When converting to the CRF system, the focus is on reorienting the entire farm to 6-metre sowing and hoeing technology. Various implements can be supplied via the FTender 1600 front tank: Cereal seed coulter with 12 double rows and TwinTec coulters with a 15 cm spacing. The 12-row precision air seeder can be used to apply under-root fertilisation via the front tank, and the 12-row hoeing technology can be used to apply undersown crops. A strip-till cultivator with variable, row-specific 25 or 50 cm spacing, which could be used to deposit fertiliser from the Ftender, under the surface, has not yet been considered but is foreseen in the system.

Precise band spraying integrated in the hoeing technology is also at the heart of the system. The FT-P 1502 front tank and the row spraying device are therefore part of the mandatory equipment. The UX 4200 Special trailed sprayer with 27 m is replaced by an UF 1302 mounted sprayer with 18 m, in order to continue to make the most of the front tank. In combination with the FT-P 1502, the tank is large enough to achieve acceptable acreage output.

Other tramline systems and mechanisation are also conceivable. For example, band spraying with a conventional trailed sprayer (see AmaSelect row) is also possible. This has a significantly higher acreage output but does not provide the precision of an integrated band spraying system. 

Cooperation with neighbouring farms in the inter-farm use of fertiliser and crop protection technology can also be appropriate if the bulk of the applications are placed row-specifically and the utilisation of the farmer’s own standard machines is thereby unduly reduced.

Economic benefits of the effects of the CRF system

The core of the CRF system is the row-oriented placement of as many inputs as possible. Herbicide savings are very easy to examine. If the band width is 10 cm for crops in single rows (maize, sugar beet, rape) and 20 cm for double rows in cereals, a 50 cm row width results in reductions of 80% and 60% respectively. Savings of fungicides and insecticides are also conceivable in row-specific applications with e.g. droplegs. They were not considered in the initial calculations, as sufficient knowledge about plant cultivation is not yet available.

The increase in efficiency arising from placed fertilisation has been known about for years, especially for maize. It is also increasingly being used for the seedling development of cereals (see SingleShoot method). Further fertilisation measures will be applied row-specifically in the CRF system depending on the mode of action of the fertiliser type. Both the hoeing technology and the conventional sprayer open up various possibilities for placing solid and liquid fertilisers next to, on top of or under the row. We assumed that only the third application in cereals is applied across the full working width for this calculation, which means that only 26% of all fertilisation measures are applied across the full working width. We assumed a moderate increase in efficiency of the fertilisation measures of 10% at constant yields in the calculation.

Taken together, the above reduction potentials provide a cost reduction of 43 % or 64 € / ha for plant protection and 10 % or 10 € / ha for fertilisation.

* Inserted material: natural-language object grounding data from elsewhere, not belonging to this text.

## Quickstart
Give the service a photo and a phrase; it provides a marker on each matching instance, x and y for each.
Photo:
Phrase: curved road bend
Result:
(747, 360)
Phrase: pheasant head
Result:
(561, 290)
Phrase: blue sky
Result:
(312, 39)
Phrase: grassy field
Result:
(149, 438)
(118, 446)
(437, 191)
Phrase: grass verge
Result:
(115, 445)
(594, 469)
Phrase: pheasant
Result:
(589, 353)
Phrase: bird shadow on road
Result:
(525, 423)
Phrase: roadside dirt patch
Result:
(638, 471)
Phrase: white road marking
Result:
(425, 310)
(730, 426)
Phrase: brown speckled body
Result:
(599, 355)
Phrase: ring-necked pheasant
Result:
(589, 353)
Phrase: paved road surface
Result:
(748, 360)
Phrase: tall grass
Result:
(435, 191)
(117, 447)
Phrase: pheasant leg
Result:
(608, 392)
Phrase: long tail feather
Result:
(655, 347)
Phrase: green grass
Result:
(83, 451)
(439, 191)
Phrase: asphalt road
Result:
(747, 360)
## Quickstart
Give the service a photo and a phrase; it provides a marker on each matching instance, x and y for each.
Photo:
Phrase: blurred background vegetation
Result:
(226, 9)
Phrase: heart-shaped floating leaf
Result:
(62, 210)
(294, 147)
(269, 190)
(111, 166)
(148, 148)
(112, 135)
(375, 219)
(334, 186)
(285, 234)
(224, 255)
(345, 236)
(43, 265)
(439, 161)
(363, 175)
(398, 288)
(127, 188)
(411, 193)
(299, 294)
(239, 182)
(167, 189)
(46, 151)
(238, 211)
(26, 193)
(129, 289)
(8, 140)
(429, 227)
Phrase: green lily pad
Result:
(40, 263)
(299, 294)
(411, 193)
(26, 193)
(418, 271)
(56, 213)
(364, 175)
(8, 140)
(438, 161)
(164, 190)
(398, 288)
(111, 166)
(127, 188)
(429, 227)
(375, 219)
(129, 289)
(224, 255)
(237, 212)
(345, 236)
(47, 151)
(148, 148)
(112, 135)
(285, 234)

The use of implements with smaller working widths and tanks for band spraying and fertiliser placement results in significantly lower outputs per hour, which have a negative economic impact. This results in an increase in machinery and labour costs of 63% or 14,945 € / year in the calculation.

On balance , however, it becomes clear that the absolute costs per hectare for the machinery increase less than the reduction in the costs of the plant protection agents. This is despite the fact that we set a very high hourly rate of 60 €/hour in the calculations for all work involved. Shifting the work from the farm manager to a part-time driver can bring additional reductions.

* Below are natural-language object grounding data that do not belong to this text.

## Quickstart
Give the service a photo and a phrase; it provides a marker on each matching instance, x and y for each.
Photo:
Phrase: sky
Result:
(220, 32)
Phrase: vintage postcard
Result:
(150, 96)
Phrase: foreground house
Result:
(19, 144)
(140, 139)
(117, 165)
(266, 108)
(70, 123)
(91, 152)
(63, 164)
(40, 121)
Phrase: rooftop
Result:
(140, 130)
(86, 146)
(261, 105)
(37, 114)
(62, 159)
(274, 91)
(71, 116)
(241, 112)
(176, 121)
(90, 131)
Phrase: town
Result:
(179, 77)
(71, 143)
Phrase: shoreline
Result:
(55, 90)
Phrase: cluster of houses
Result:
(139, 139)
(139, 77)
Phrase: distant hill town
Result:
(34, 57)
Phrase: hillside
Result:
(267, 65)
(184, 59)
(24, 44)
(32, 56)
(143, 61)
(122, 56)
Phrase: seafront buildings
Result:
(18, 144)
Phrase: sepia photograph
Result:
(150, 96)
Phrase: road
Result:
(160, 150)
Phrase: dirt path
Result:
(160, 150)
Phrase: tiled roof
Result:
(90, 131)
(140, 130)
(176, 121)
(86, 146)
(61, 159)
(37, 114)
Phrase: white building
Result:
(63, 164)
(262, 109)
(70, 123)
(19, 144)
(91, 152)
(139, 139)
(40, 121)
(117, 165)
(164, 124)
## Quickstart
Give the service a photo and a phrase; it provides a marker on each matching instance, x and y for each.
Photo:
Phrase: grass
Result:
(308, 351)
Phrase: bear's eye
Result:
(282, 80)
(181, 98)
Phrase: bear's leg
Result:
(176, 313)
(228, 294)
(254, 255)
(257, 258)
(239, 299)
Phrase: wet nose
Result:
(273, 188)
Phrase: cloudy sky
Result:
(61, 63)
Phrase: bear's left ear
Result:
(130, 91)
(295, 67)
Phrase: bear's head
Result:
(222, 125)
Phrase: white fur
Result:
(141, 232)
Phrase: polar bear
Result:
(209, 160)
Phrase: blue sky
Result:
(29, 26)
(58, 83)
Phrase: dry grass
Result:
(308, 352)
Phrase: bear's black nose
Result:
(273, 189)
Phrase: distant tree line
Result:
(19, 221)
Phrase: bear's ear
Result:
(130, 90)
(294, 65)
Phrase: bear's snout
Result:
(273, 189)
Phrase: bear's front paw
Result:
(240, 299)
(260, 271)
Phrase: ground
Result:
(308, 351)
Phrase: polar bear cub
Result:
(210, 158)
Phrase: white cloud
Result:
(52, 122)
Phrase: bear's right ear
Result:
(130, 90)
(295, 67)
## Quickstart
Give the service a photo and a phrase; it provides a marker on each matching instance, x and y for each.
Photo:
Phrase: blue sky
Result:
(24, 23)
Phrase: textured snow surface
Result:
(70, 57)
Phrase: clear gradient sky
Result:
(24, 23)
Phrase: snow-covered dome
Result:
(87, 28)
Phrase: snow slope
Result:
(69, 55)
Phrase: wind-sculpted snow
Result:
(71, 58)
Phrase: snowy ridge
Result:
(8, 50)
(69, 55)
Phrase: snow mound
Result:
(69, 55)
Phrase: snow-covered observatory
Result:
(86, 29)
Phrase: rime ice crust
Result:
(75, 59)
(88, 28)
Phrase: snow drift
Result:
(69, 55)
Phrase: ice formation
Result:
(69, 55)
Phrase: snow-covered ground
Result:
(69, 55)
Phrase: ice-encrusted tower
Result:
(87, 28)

Sugar beet is a concrete example of this:

• The increase in machinery costs due to the use of hoe, front tank and band sprayer is 15 € / ha.
• The additional working time results in costs of just under 30 € / ha.
• This is mainly offset by the reduction in costs arising from herbicides - these total over 170 € / ha.

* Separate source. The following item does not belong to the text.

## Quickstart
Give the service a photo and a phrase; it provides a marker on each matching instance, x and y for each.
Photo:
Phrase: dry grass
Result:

The balance varies greatly depending on the crops. The intensive use of herbicides in sugar beet brings clear cost advantages. There are slight advantages in maize and rape and the effects cancel each other out in cereals.

The costs of the CRF system are 1 % below the usual land management if the complete crop rotation of the 350 ha farm is considered. 

The challenge of working time

The change in mechanisation results in completely different outputs per hectare. The Amazone output calculator shows an output of 12.4 ha / hour for the initial situation with the UX 4200 Special, 27 metres, with a total annual output of 1370 ha. The conversion to herbicide band spraying with a hoe and the FT-P results in a required annual output for the combination of about 670 ha. With an output of 4.9 ha/hour, one of the main challenges of the CRF system becomes apparent. The usual full-width application is reduced to about 700 ha / year with an hourly output of the 18m mounted sprayer of 7.7 ha. The difference between the usual full-width spraying and the use of hoeing technology becomes more striking when the working time required for 120 ha is considered. The 27-metre sprayer requires approx. 10 hours, the 6-metre hoeing technology 24 hours.

Adding together all operations over the complete crop rotation, including all downtimes such as transport and filling, shows an increase in the working time requirement of 48 %. This is a challenge from the point of view of regional difficulties in finding labour for agriculture and increasing labour costs. Sufficient labour is available from a global perspective, but it has not yet been possible to resolve this imbalance on a political level.

The increasing automation of work processes in connected implements (e.g. steering of the hoe, control of work quality with Argus Twin) leads to higher outputs per hour due to a reduction in the driver’s workload and higher forward speeds. As can be seen from the example of precision seeding (EDX, Precea), much has been done in recent years to maintain the quality of work, even at high speeds.

In the medium term, Controlled Row Farming would be ideally suited for a complete workforce of autonomous field robots, thereby solving the challenge posed by increased working time requirements. In this case, the working widths can become smaller again and the speeds decrease if the available working days permit this. This could potentially be of benefit to precision and work quality and, last but not least, lead to a reduction in diesel consumption per hectare.